In the presentation, the problematique presented for this particular text is: “How do border security practices and border surveillance problematize mobility?” in which the thesis presented is the language used in the three social universes of border security problematizes mobility through its technocratic and industrial language, and its digitalization of people which treats mobility like an inhuman problem that can should be stopped. This is an interesting and insightful point of view of the presenter – through Bigo’s emphasis on the types of technology used and the emphasis of data can create location traps for people. In addition, the heavy use of data in border security creates a ‘inhumanization’ of people and can render certain groups to be less human. As an introduction, it is important to note the three different universes of security identified by Bigo: the 1st Universe involving military personnel, 2nd Universe the border guards and police, and lastly the 3rd Universe is the intelligence and data specialists.

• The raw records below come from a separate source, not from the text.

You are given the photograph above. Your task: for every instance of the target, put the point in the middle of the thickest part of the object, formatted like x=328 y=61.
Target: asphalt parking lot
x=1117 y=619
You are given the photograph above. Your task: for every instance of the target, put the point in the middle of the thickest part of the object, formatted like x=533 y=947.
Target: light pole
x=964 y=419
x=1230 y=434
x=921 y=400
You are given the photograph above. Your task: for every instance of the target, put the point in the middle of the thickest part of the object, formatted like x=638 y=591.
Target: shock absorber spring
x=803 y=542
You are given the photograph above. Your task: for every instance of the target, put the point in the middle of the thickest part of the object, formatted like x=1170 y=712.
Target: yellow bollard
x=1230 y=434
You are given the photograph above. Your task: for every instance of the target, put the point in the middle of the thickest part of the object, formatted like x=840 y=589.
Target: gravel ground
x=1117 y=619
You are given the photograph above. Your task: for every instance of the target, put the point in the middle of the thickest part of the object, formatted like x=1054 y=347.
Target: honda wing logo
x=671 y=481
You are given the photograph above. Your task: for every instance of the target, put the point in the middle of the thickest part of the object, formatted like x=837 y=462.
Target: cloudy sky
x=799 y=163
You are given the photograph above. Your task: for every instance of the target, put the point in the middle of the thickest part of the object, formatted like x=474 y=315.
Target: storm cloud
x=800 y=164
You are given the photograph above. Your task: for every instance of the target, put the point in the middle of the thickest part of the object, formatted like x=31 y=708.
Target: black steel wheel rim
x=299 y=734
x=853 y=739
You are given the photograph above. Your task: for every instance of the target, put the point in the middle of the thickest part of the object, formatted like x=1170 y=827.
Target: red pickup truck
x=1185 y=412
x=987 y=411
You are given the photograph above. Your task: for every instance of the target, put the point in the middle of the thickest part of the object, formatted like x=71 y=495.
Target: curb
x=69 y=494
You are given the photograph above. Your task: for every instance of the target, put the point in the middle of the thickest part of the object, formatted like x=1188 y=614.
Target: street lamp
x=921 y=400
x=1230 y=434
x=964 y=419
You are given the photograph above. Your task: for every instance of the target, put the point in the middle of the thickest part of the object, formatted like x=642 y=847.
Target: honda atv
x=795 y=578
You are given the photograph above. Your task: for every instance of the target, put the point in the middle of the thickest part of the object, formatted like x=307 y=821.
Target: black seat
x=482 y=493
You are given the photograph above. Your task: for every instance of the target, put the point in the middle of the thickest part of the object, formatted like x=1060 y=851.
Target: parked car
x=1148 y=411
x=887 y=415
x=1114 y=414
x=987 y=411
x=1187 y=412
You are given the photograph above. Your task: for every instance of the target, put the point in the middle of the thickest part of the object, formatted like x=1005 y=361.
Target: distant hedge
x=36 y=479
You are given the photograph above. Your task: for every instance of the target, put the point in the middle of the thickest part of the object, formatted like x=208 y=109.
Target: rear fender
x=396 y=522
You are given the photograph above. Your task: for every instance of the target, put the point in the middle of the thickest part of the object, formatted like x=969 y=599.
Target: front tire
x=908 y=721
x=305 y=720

        Through this identification, the presenter presents two parts in which, first, she discusses how mobility is perceived to be an (in)securitization process when the language of the first two universes are used. In the second part, she discusses how technology is able to bring out a language of (in)securitization which reduces humans to data points and their mobility and freedom to a problem. Personally I find this part to be particularly relevant and applicable in reality, specifically on the point she made on ‘speed does not mean freedom’. Just because we may flow and move among borders easily, it does not mean we are free from the constraints of surveillance and being watched. In reality, we are scrutinized – this only shows the fact that the rhetoric around the intelligence and surveillance factor of borders is negative, partially because people are naturally afraid of technology and its development. Also, the reduction of people to data is so cold and industrial that it gives a clear line about the safety of people, especially the freedom of people. Hence, the speed and efficiency some of us experience in travel is not experience by all – visible through the language used by those who are practitioners of the third world of border control. Thus, mobility can be viewed as a problem; it is becoming a negative part of security and the movement of human across borders is viewed to be a problem of politics as it is a matter that is being controlled rather than eradicated.